Holding the MediaAccountable for Iraq
Washington Watch
June 25, 2007
Dr. James J. Zogby ©
President
Arab American Institute
The Iraq war is a growing mess, and it is appropriate to hold accountable those who got us into it. Fingers can rightly be pointed at the Administration, of course. They used fabricated intelligence to make their case for the war. They preyed off the fear of a shocked and confused public, and they ridiculed opponents and critics. Relying on ideology and ignoring reality, they acted on the grossly misinformed conviction that by force and will alone they could reshape the Middle East.
In this effort, the Administration was aided and abetted by the elected Congress, too many of whose members made the cowardly calculation to take the path of least resistance. Afraid of being considered “weak,” they acted in a self-serving way, seeking to inoculate themselves against the Administration’s attack on their patriotism. They thus abdicated their Constitutional responsibility and deserve criticism.
This much is clear, and has been the subject of significant debate among Democrats and Republicans who are asking tough questions of themselves and challenging their leaders for decisions that have placed our nation in peril.
But there are other culprits responsible for this debacle. In particular, there are those in the media who behaved as mouthpieces and cheerleaders in making the Administration’s case for the war.
Here, however, there is no self-criticism, and no accountability.
The pundits and analysts who knew so little about Iraq, but became instant experts when the cameras rolled, hold themselves to a different standard than the elected officials they so frequently criticize. They, too, share blame – but who is there to accuse them? In the lead-up to the war and in the early days of the conflict, it was frustrating to listen to banal and uninformed pronouncements which, because they were delivered by media icons, took on the aura of being profound truths. Instead of informing the public, these personalities simply regurgitated the pronouncements ground out by the White House’s or Pentagon’s public relations shops. Operating as echo chambers for Administration talking points, they validated those talking points. In doing so, they failed in their responsibility to their viewers and their professions.
Now that a national debate has begun in earnest, it is important that we demonstrate just how wrong-headed these characters have been. Certainly, they won’t remind us of their own failings, nor will they challenge each other. And so, I am thankful for the fine work done the media watchdog group FAIR (Fairness and Accuracy in Reporting). Each month, FAIR examines the work of the major media and provides in-depth analysis of the media’s failure to get the story right.
I was particularly pleased to see in this month’s issue of FAIR’s magazine Extra! an analysis by Peter Hart cataloguing some of the major media’s most disturbing statements about the war, and a political cartoon by Tom Tomorrow that nicely compliments Hart’s piece.

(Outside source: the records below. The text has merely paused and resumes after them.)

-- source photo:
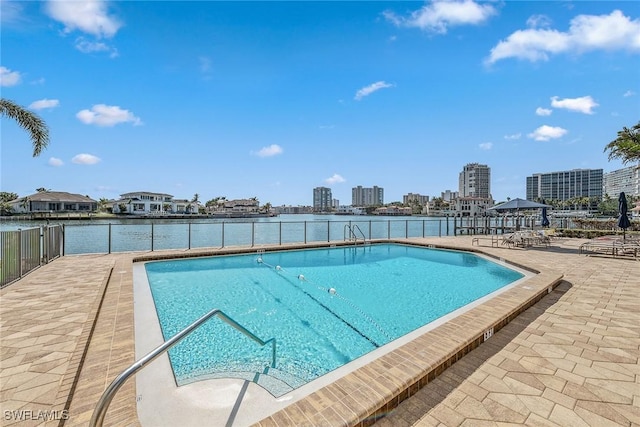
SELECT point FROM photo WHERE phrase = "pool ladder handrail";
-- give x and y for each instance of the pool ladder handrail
(351, 231)
(97, 418)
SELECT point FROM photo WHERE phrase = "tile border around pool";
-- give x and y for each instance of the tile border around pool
(368, 393)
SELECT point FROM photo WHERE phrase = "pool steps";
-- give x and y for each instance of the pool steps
(97, 418)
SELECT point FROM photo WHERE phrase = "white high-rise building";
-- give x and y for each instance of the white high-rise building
(475, 181)
(322, 199)
(367, 196)
(626, 179)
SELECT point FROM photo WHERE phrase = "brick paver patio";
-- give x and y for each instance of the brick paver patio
(571, 359)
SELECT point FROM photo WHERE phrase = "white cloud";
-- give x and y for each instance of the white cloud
(85, 159)
(107, 115)
(538, 21)
(586, 32)
(335, 179)
(8, 77)
(11, 12)
(54, 161)
(89, 16)
(86, 46)
(545, 133)
(368, 90)
(271, 150)
(439, 15)
(44, 103)
(583, 104)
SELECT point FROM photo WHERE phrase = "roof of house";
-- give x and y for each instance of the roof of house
(56, 196)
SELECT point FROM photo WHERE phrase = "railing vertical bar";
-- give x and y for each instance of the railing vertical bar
(19, 252)
(328, 231)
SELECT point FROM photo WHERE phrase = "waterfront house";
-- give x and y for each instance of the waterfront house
(393, 210)
(53, 201)
(148, 203)
(472, 206)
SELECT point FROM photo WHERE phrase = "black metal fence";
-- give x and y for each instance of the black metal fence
(125, 237)
(24, 250)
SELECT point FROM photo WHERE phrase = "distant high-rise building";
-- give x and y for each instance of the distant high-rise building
(449, 195)
(322, 199)
(367, 196)
(627, 180)
(475, 181)
(413, 197)
(565, 185)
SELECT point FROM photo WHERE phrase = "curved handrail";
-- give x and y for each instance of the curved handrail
(97, 418)
(352, 233)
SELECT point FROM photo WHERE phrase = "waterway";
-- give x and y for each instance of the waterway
(121, 235)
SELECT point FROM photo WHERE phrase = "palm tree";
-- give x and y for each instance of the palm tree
(29, 121)
(626, 146)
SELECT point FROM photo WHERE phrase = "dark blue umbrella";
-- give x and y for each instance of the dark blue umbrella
(545, 220)
(623, 219)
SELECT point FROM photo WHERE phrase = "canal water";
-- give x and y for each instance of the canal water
(122, 235)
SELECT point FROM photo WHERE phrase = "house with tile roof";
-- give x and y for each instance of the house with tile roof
(53, 201)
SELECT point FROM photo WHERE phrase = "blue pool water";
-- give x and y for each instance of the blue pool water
(325, 307)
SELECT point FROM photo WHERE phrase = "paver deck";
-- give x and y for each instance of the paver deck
(66, 331)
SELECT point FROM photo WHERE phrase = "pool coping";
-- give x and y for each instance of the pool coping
(393, 377)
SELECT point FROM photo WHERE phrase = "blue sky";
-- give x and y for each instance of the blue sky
(271, 99)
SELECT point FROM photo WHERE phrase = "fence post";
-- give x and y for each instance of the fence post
(19, 252)
(44, 245)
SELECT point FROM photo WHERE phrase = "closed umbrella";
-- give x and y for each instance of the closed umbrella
(545, 220)
(623, 219)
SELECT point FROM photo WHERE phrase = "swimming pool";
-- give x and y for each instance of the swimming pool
(325, 307)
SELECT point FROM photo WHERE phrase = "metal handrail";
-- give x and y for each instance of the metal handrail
(352, 235)
(97, 418)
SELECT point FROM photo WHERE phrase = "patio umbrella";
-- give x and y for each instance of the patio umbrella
(545, 220)
(623, 219)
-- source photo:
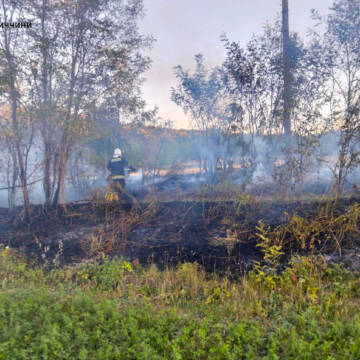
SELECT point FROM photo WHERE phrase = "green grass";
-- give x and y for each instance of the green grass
(116, 311)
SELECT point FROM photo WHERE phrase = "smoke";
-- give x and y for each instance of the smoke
(246, 161)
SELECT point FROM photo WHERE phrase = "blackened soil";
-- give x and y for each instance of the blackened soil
(220, 235)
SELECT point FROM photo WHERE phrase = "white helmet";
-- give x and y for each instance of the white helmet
(117, 152)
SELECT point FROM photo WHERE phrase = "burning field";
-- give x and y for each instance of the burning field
(210, 225)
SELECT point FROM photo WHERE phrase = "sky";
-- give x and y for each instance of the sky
(184, 28)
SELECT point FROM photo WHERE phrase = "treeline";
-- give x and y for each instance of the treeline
(70, 81)
(286, 89)
(76, 58)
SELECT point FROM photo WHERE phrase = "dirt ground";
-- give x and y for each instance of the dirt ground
(220, 235)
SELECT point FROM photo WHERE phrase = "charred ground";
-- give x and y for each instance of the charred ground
(217, 233)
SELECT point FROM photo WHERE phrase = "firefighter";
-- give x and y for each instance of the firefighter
(117, 166)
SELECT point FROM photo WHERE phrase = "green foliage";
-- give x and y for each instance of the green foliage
(114, 311)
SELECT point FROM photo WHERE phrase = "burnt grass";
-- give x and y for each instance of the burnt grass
(220, 235)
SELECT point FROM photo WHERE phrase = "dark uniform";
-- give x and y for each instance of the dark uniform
(117, 167)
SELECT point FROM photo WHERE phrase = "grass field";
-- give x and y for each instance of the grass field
(119, 310)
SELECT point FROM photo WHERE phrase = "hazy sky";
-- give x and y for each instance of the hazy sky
(184, 28)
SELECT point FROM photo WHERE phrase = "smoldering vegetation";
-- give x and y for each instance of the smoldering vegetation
(277, 121)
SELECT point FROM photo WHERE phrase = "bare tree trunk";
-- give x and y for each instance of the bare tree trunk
(286, 68)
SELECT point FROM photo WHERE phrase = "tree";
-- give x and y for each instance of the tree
(18, 126)
(85, 55)
(287, 91)
(336, 56)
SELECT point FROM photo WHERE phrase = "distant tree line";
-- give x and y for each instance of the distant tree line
(279, 84)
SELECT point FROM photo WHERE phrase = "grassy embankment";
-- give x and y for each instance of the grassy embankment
(120, 311)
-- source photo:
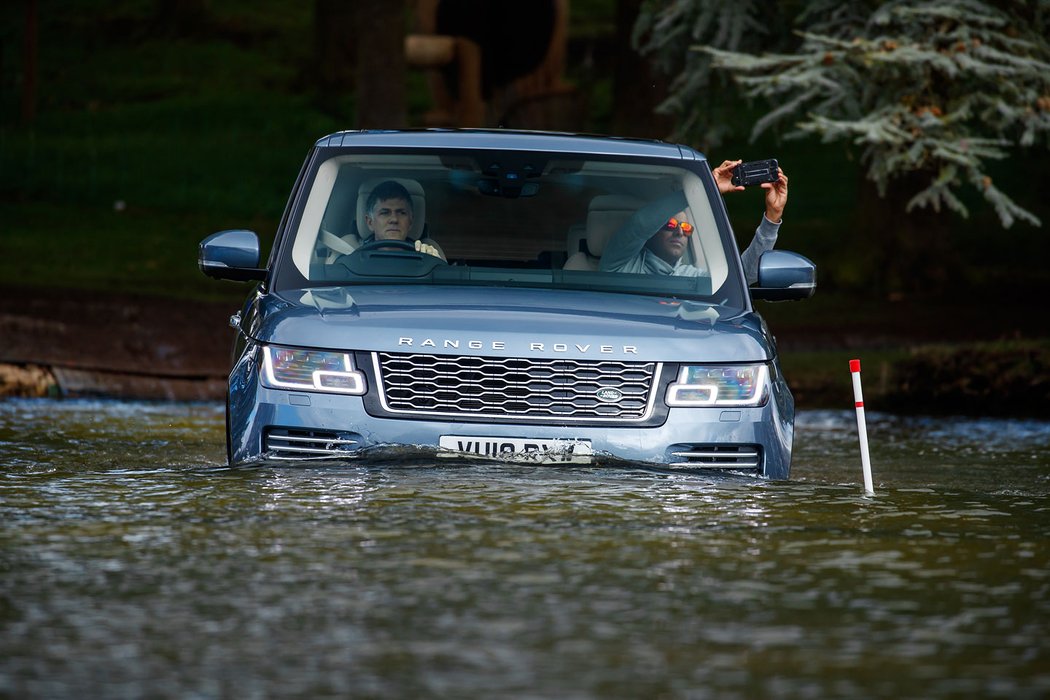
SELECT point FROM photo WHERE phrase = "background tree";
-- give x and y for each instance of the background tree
(698, 99)
(931, 92)
(359, 49)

Examples follow:
“I will bet you the best dinner in the gaslight district of San Diego that military action will not last more than a week,” said FOX’s Bill O’Reilly. Then-journalist and current White House Press Secretary Tony Snow observed on April 13, 2003 that “The three week swing through Iraq has utterly shattered skeptics complaints.” Three days earlier, Fred Barnes had made the amazing statement: “The war was the hard part…. And it gets easier. I mean, setting up a democracy is hard, but not as hard as winning a war.” The always “expert” Bill Kristol informed us that “There is a certain amount of pop psychology in America that the Shi’a can’t get along with the Sunni…. There’s almost no evidence of that at all.”
And while the media today regularly derides Bush’s “Mission Accomplished” speech on the USS Abraham Lincoln, that was not the view at the time. “He looked like an alternatively commander in chief, rock star, movie star and one of the guys,” said CNN’s Lou Dobbs. Chris Matthews offered this tribute: “Americans love having a guy as President, a guy who has a little swagger…. The women like this war. I think we like having a hero as our President…. We’re not like the Brits.” The following day Gwen Ifil of PBS offered this description: “The war winds down, politics heats up …Picture perfect. Part Spider-man, part Tom Cruise, part Ronald Reagan. The president seizes the moment on an aircraft carrier in the Pacific.”
On the subject of weapons of mass destruction, NBC’s Tom Brokaw began a March 2003 segment by saying, “Word tonight that U.S. forces may have found what U.N. inspectors spent months searching for, a facility suspected to be a chemical weapons plant, uncovered by ground troops on the way North to Baghdad.” Rather than questioning why that report turned out to be false, the next month ABC’s World News Tonight gave this “exclusive” report: “U.S. troops discover chemical agents, missiles and what could be a mobile laboratory in Iraq.” The always wrong but always hopeful Dick Morris opined, “Over the next couple of weeks when we find the chemical weapons this guy was amassing… the Left is going to have to hang it’s head for three or four more years.”
Given this, it is ironic that more members of the U.S. Senate have publicly regretted their votes to authorize the war, than have journalists for their part in perpetuating the deception.